Occasionally Coherent

Building big NFS servers with FreeBSD/ZFS (2 of 2)

At CSAIL, we support two distributed file systems: AFS, which has a sensible security model (if somewhat dated in its implementation), but is slow and limited in storage capacity, and NFS, for people who don’t want security and do need either speed or high capacity (tens of terabytes in the worst case, as compared with hundreds of gigabytes for AFS). Historically, AFS has also been much cheaper, and scaled out much better, with NFS requiring expensive dedicated hardware to perform reasonably well, whereas AFS could run on J. Random Server (these days, Dell PowerEdge rackmounts, because they have great rails and a usable [SSH, not IPMI] remote console interface) with internal drives and when we needed more capacity, we could just buy another server and fill it with disks. Of course, the converse to that was that AFS just couldn’t (still can’t) scale up in terms of IOPS, notwithstanding the benefit it should get from client-side caching; the current OpenAFS fileserver is said to have internal bottlenecks that prevent it from using more than about eight threads effectively. So in this era of “big data”, lots of people want NFS storage for their research data, and AFS is relegated to smaller shared services with more limited performance requirements, like individual home directories, Web sites, and source-code repositories.

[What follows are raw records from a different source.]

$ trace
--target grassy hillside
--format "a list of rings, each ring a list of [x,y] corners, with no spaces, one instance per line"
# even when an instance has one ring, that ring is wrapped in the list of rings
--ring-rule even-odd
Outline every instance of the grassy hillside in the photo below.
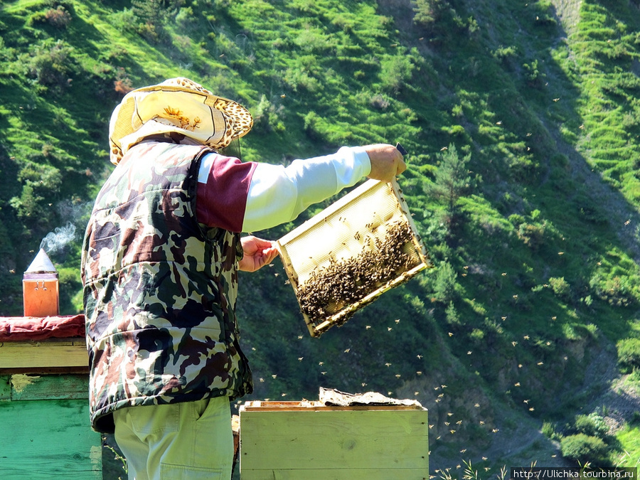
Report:
[[[417,398],[444,476],[467,459],[486,477],[505,463],[573,464],[578,433],[592,439],[581,461],[639,462],[634,0],[0,8],[0,313],[21,313],[41,240],[74,227],[50,256],[63,312],[80,309],[110,112],[129,89],[184,75],[250,108],[246,160],[401,142],[401,185],[437,267],[319,340],[279,261],[242,275],[252,398],[322,385]]]

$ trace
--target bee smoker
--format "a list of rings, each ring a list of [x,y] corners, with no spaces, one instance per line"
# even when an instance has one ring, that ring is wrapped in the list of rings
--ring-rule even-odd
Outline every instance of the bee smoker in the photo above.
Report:
[[[60,314],[58,270],[41,248],[22,277],[25,316]]]

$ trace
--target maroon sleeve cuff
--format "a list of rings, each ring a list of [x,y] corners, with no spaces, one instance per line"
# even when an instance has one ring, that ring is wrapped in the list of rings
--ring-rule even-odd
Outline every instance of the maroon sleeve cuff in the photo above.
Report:
[[[240,159],[215,155],[207,183],[198,183],[196,215],[198,221],[209,227],[230,232],[242,229],[247,196],[251,178],[257,165]]]

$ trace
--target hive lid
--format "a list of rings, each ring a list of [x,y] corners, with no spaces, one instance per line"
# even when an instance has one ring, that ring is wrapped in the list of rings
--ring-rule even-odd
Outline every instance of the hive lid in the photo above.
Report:
[[[55,270],[47,252],[44,251],[43,248],[41,248],[25,273],[56,273],[57,272],[58,270]]]

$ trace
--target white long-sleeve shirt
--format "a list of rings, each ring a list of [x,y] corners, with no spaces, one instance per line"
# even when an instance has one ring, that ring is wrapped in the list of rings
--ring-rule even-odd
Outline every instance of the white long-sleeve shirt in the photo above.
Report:
[[[355,185],[370,171],[368,155],[358,146],[286,167],[209,154],[198,172],[196,215],[208,226],[233,232],[270,228]]]

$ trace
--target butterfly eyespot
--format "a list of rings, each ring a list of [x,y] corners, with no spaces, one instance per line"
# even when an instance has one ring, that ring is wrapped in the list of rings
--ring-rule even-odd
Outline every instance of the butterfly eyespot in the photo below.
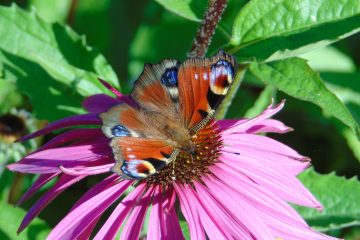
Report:
[[[111,133],[115,137],[128,137],[128,136],[130,136],[129,130],[127,130],[126,127],[124,127],[123,125],[120,125],[120,124],[113,127],[111,129]]]
[[[167,69],[161,76],[161,84],[166,87],[177,87],[178,70],[176,68]]]

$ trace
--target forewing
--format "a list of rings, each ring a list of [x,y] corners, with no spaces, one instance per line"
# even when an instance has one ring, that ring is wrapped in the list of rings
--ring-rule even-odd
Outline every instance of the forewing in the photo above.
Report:
[[[127,104],[119,104],[99,115],[102,131],[111,138],[116,160],[112,171],[128,179],[145,178],[174,159],[175,147],[154,138],[151,126],[144,122],[142,113]]]
[[[144,109],[162,112],[177,108],[178,67],[176,60],[166,59],[159,64],[146,64],[134,84],[131,97]]]
[[[111,140],[116,164],[112,171],[128,179],[142,179],[174,160],[177,150],[160,139],[116,137]]]
[[[211,58],[191,58],[180,65],[179,100],[188,129],[198,128],[214,115],[235,71],[235,59],[223,51]]]

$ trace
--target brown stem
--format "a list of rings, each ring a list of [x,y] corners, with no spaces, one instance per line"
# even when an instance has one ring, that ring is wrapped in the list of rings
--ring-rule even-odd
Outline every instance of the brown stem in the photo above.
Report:
[[[67,24],[72,26],[73,23],[74,23],[74,19],[75,19],[75,10],[76,10],[76,7],[77,7],[77,4],[78,4],[78,0],[72,0],[71,1],[71,6],[70,6],[70,9],[69,9],[69,14],[68,14],[68,17],[67,17]]]
[[[205,57],[206,51],[211,43],[215,28],[220,21],[228,0],[209,0],[201,26],[198,29],[188,57]]]

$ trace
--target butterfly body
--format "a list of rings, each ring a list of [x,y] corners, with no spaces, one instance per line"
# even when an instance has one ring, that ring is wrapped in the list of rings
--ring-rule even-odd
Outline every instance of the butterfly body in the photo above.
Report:
[[[130,95],[136,106],[122,103],[99,115],[116,160],[112,171],[142,179],[176,161],[180,152],[196,155],[194,137],[213,119],[235,67],[224,52],[146,65]]]

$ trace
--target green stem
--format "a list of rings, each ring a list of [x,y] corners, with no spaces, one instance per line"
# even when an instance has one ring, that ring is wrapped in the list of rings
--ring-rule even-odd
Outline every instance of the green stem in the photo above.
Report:
[[[239,66],[237,73],[236,73],[236,77],[234,79],[234,82],[232,83],[232,85],[229,89],[229,92],[226,94],[224,100],[222,101],[220,107],[218,108],[218,110],[215,114],[216,119],[225,118],[226,113],[229,110],[229,107],[230,107],[233,99],[235,98],[235,95],[241,85],[243,78],[244,78],[246,69],[247,69],[247,65]]]

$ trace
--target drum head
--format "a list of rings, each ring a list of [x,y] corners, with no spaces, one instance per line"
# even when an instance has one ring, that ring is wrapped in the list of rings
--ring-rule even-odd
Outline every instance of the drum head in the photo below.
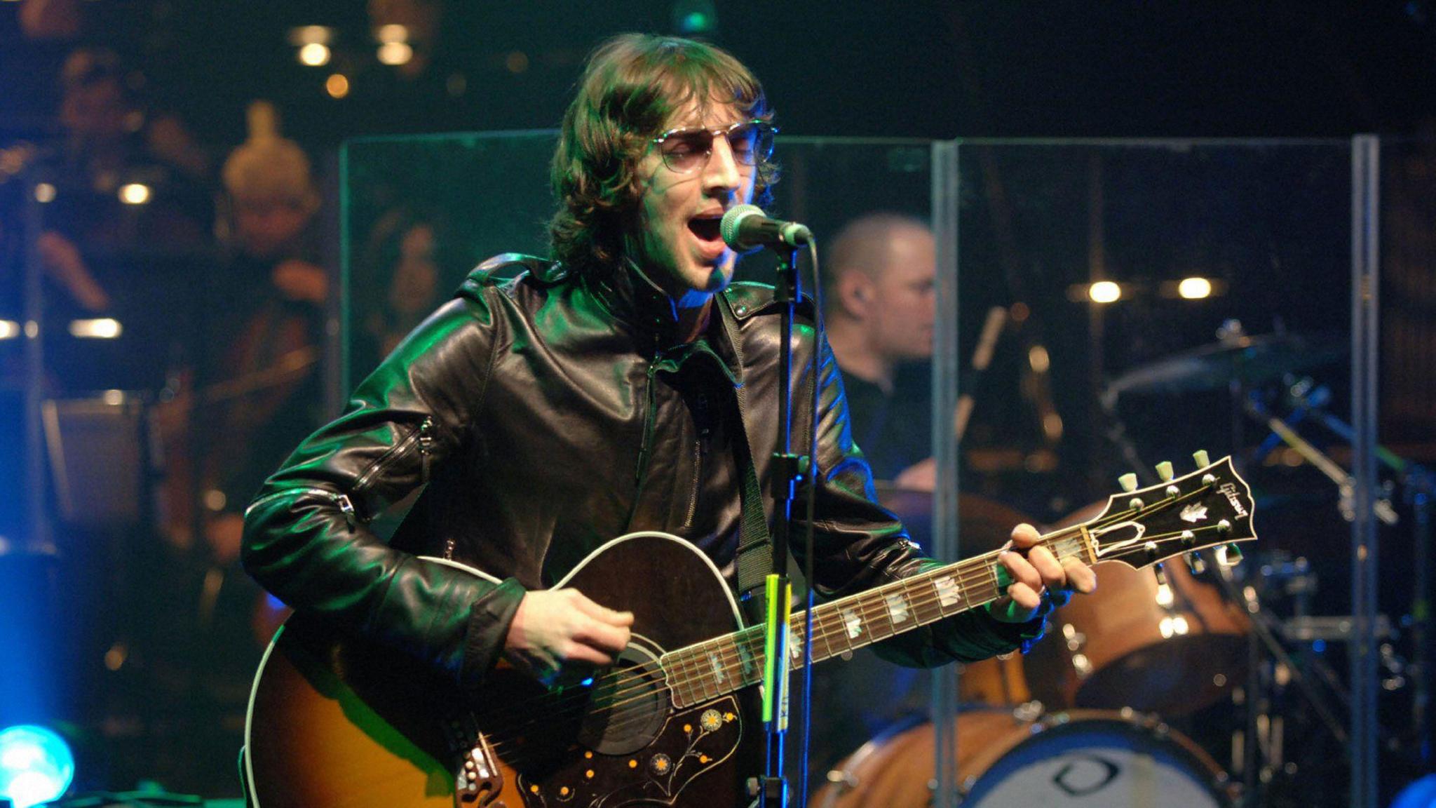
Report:
[[[1226,808],[1226,776],[1186,738],[1119,713],[1058,715],[1002,755],[964,808]]]

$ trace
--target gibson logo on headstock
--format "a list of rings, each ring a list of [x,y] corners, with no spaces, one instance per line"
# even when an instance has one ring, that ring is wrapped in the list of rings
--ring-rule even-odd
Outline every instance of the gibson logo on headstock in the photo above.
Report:
[[[1226,483],[1216,490],[1226,497],[1226,502],[1232,503],[1232,510],[1235,510],[1238,516],[1246,516],[1246,508],[1242,505],[1242,497],[1236,495],[1236,483]]]

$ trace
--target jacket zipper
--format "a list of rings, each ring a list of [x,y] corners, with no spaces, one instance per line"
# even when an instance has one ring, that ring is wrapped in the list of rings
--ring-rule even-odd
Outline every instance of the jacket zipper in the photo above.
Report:
[[[648,456],[653,450],[653,377],[658,374],[658,351],[648,364],[648,410],[643,413],[643,443],[638,450],[638,470],[633,473],[633,506],[638,508],[638,497],[643,489],[643,474],[648,472]],[[632,518],[632,513],[630,513]]]
[[[684,518],[684,528],[694,526],[694,516],[698,515],[698,480],[702,479],[704,472],[704,443],[701,440],[694,441],[694,487],[688,492],[688,516]]]
[[[343,512],[343,515],[345,515],[345,522],[349,522],[350,528],[353,528],[359,522],[359,516],[355,512],[355,503],[353,503],[353,500],[349,499],[349,495],[335,493],[335,492],[327,490],[327,489],[284,489],[284,490],[280,490],[280,492],[264,495],[264,496],[256,499],[254,502],[251,502],[250,506],[244,509],[244,516],[248,518],[250,510],[254,510],[256,508],[258,508],[258,506],[261,506],[261,505],[264,505],[267,502],[273,502],[273,500],[276,500],[276,499],[279,499],[281,496],[299,496],[299,495],[306,495],[306,493],[319,495],[319,496],[327,499],[329,502],[333,502],[335,505],[337,505],[339,510]]]
[[[381,457],[373,466],[369,467],[368,472],[363,473],[362,477],[359,477],[358,480],[355,480],[355,485],[353,485],[355,490],[362,489],[365,486],[365,483],[369,482],[369,477],[375,476],[381,469],[383,469],[385,466],[388,466],[395,457],[402,457],[404,453],[408,451],[409,447],[412,447],[415,444],[419,446],[419,451],[425,453],[424,454],[424,466],[422,466],[422,477],[421,477],[419,482],[421,483],[429,482],[429,457],[428,457],[426,449],[432,447],[432,437],[429,437],[429,434],[428,434],[432,428],[434,428],[434,417],[432,416],[425,416],[424,421],[419,423],[419,428],[411,431],[408,436],[404,437],[404,440],[401,440],[399,443],[393,444],[389,449],[389,451],[386,451],[383,454],[383,457]]]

In part 1, and previously on my original Web page, I described a configuration for a big file server that we have deployed several of at work. (Well, for values of “several” equal to “three”, or “five” if you include the mirror-image hardware we have installed but not finished deploying just yet as a backup.) One of the research groups we support wanted more temporary space than we would be able to allocate on our shared servers, and they were willing to pay for us to build a new server for their exclusive use. I asked iXsystems for a budgetary quote, and we’re actually going forward with the purchasing process now.

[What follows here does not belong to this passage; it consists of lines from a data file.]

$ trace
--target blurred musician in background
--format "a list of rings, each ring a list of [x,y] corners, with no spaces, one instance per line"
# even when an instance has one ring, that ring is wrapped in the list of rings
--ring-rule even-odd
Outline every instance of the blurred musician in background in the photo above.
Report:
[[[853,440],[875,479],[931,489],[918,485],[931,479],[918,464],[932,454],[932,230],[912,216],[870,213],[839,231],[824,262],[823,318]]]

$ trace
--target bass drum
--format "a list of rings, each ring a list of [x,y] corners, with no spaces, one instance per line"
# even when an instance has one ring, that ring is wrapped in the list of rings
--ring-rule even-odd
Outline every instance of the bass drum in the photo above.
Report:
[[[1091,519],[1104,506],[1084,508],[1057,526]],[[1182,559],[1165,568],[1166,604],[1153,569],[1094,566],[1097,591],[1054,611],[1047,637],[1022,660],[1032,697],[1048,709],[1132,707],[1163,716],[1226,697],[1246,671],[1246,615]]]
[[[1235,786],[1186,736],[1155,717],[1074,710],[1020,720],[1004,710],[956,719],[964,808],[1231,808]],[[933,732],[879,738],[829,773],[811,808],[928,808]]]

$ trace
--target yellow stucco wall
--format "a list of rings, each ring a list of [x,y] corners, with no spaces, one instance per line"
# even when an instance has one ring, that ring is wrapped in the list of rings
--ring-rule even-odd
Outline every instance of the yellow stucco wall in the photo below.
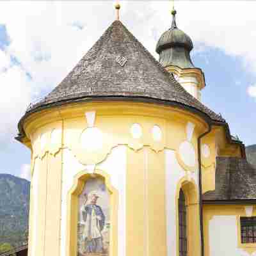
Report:
[[[92,126],[89,124],[88,113],[95,115]],[[140,138],[132,137],[131,127],[134,124],[140,125]],[[156,139],[152,134],[152,128],[156,125],[161,131],[160,140],[157,140],[157,137]],[[77,218],[70,217],[76,213],[71,214],[70,207],[72,204],[76,205],[76,200],[72,201],[68,196],[71,196],[73,192],[76,195],[74,192],[77,191],[76,187],[74,186],[76,179],[79,178],[74,177],[73,190],[68,191],[68,194],[64,197],[61,196],[63,150],[70,150],[77,162],[83,166],[94,166],[106,159],[111,150],[118,145],[125,145],[127,148],[126,254],[166,255],[166,149],[175,152],[176,159],[187,177],[184,183],[176,184],[175,200],[177,202],[179,188],[182,188],[188,200],[189,255],[200,253],[198,191],[195,184],[192,188],[189,180],[191,174],[196,176],[195,172],[198,168],[197,139],[207,129],[207,125],[203,120],[181,109],[154,104],[110,102],[80,103],[33,114],[25,120],[24,128],[32,147],[32,174],[36,162],[39,166],[37,167],[38,188],[36,193],[31,190],[30,256],[35,256],[33,248],[36,248],[36,256],[50,253],[61,255],[61,234],[63,232],[67,232],[67,237],[66,255],[75,255],[76,250],[71,248],[76,248],[76,236],[71,239],[70,234],[72,232],[75,234],[76,229],[72,230],[70,227],[76,225]],[[99,148],[92,150],[90,145],[81,142],[83,136],[86,136],[88,132],[91,132],[89,134],[93,137],[93,140],[101,140],[98,141]],[[93,134],[99,136],[93,138]],[[29,145],[28,140],[25,141]],[[211,134],[203,143],[207,144],[210,148],[209,155],[203,156],[202,158],[203,188],[206,191],[213,189],[215,186],[216,136]],[[104,170],[102,171],[104,173]],[[110,177],[110,180],[111,179]],[[32,181],[32,187],[33,183]],[[111,181],[109,183],[111,186]],[[117,198],[118,196],[117,191]],[[68,205],[66,216],[68,223],[65,230],[61,225],[63,211],[61,205],[63,200],[67,200]],[[33,207],[36,201],[38,206],[37,216],[35,214]],[[113,209],[118,205],[117,200],[112,205]],[[117,228],[115,223],[113,229]],[[36,228],[33,228],[35,225]],[[114,236],[111,255],[116,255],[118,237],[115,240],[116,233],[112,232],[111,234]],[[177,250],[178,252],[179,239]]]

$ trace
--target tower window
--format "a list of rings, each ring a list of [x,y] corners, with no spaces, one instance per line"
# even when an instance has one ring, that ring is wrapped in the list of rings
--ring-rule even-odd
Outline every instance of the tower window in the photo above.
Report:
[[[180,190],[179,197],[179,256],[187,256],[187,208],[182,189]]]
[[[256,243],[256,217],[241,217],[240,223],[242,243]]]

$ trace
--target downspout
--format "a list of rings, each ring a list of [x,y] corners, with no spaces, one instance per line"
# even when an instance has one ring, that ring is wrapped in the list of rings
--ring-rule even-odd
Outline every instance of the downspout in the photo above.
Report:
[[[198,179],[199,179],[199,208],[200,208],[200,236],[201,236],[201,256],[204,256],[204,223],[203,223],[203,195],[202,189],[202,159],[201,159],[201,139],[211,132],[212,130],[211,124],[207,122],[208,130],[201,134],[197,140],[198,154]]]

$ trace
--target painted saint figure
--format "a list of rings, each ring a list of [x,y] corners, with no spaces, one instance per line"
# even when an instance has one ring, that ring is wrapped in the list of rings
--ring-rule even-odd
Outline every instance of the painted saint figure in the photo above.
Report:
[[[82,209],[82,216],[84,223],[83,234],[84,252],[104,253],[103,239],[101,232],[105,225],[105,216],[100,206],[97,205],[99,198],[96,191],[86,195],[86,202]]]

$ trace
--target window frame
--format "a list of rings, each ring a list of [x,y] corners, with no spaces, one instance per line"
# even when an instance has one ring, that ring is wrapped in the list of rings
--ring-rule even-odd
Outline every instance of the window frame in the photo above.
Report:
[[[180,189],[179,191],[178,205],[179,255],[188,256],[188,208],[186,202],[186,195],[182,188]]]
[[[241,216],[239,222],[241,243],[254,244],[256,246],[256,216]],[[252,234],[248,234],[249,232]]]

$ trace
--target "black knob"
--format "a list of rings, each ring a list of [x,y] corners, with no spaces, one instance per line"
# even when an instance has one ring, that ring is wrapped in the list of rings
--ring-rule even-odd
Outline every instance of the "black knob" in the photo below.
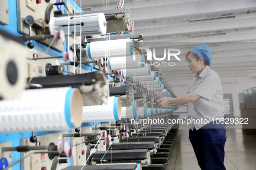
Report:
[[[71,46],[71,49],[73,50],[75,50],[75,47],[75,47],[75,50],[77,50],[78,48],[78,44],[75,44],[75,45],[74,45],[74,44],[72,44],[72,45]]]
[[[62,10],[57,10],[56,11],[54,11],[53,13],[54,15],[63,15],[63,12],[62,12]]]
[[[46,76],[64,75],[65,74],[65,67],[64,65],[52,66],[50,63],[45,66]]]
[[[34,48],[34,47],[35,47],[35,45],[34,44],[34,43],[33,43],[32,42],[32,41],[29,41],[29,43],[28,43],[28,44],[27,44],[27,46],[30,48],[30,49],[32,49],[33,48]]]
[[[78,128],[76,128],[75,129],[75,132],[76,132],[77,133],[79,133],[80,132],[80,129]]]
[[[27,25],[32,24],[34,22],[34,18],[31,16],[27,16],[25,19],[25,23]]]
[[[29,141],[32,143],[35,143],[37,141],[37,138],[36,138],[36,136],[32,136],[30,137],[29,139]]]

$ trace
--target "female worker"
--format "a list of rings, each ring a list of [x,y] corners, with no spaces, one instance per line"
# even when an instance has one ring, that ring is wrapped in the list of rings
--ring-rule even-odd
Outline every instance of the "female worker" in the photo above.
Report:
[[[191,72],[196,72],[187,94],[176,98],[161,98],[158,101],[158,107],[188,104],[189,118],[208,121],[207,124],[203,121],[199,124],[199,121],[191,121],[189,139],[202,170],[225,170],[225,125],[215,121],[224,116],[223,92],[219,75],[209,68],[211,62],[210,49],[205,44],[198,45],[187,53],[186,60]]]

If you read my description from January, you’ll recall that we have 96 disks in this configuration, but four of them are SSDs (used for the ZFS intent log and L2ARC), and another four (one for each drive shelf) are hot spares. Thus, there are 88 disks actually used for storage. On our scratch server, we have these configured in mirror pairs, and on the other servers, we are using 8-disk RAID-Z2 — in both cases, the vdevs are spread across disk shelves, so that we can survive even a failure of an entire shelf.) That gives us the following capacities, after accounting for overhead:

Storage array usable capacity
Configuration Drive size Aggregate Usable
mirror 2 TB 80 TiB 76.1 TiB
mirror 3 TB 120 TiB 114.2 TiB
RAID-Z2 2 TB 160 TiB 117.4 TiB
RAID-Z2 3 TB 239 TiB 176 TiB

The quote that we got from iXsystems was for a system with more memory and faster processors than the servers that Quanta donated in 2012, and has 3 TB disks. All told, with a three-year warranty, it comes in at under $60,000. For this group, we’ll be deploying a “scratch” (mirrored) configuration, so that works out to be under $512/TiB, which is amazingly good for a high-speed file server with buckets of SSD cache. That’s about 47 cents per terabyte-day, assuming a useful life of three years, and in reality we usually get closer to five years. (Of course, that does not include the cost of the rack space, network connectivity, power, and cooling, all of which are sunk costs for us.) In the “production” (RAID-Z2) configuration, the cost looks even better: $341/TiB or 31 cents/TiB*d. (Of course, we’d like to have a complete mirror image of a production system, which would double that price.)

This raises an interesting question: at what point, if at all, does it make sense to build our AFS servers around a similar hardware architecture? Given the OpenAFS scaling constraints, might it even make sense to export zvols to the AFS servers over iSCSI? A fairly random Dell R620 configuration I grabbed from our Dell Premier portal (not the model or configuration we would normally buy for an AFS server, but an easy reference) comes in at nearly $960/TiB! (Nearly 88 cents per TiB*d.) Because of various brokenness in the Dell portal, I wasn’t able to look at servers with 3.5″ drive bays, which would significantly reduce the price — but not down to $341/TiB. I think the only way to get it down that low with Dell hardware is to buy a minimal-disk server with a bunch of empty drive bays, then buy salvage Dell drive caddies (thankfully they haven’t changed the design much) and fill the empty slots with third-party drives. Even if you do that, however, I think you still can’t amortize the cost of the host over enough drives to make it competitive on a per-TiB basis.

For now, we’ll be sticking with our existing AFS servers, but this will be a matter to consider seriously when we have our next replacement cycle.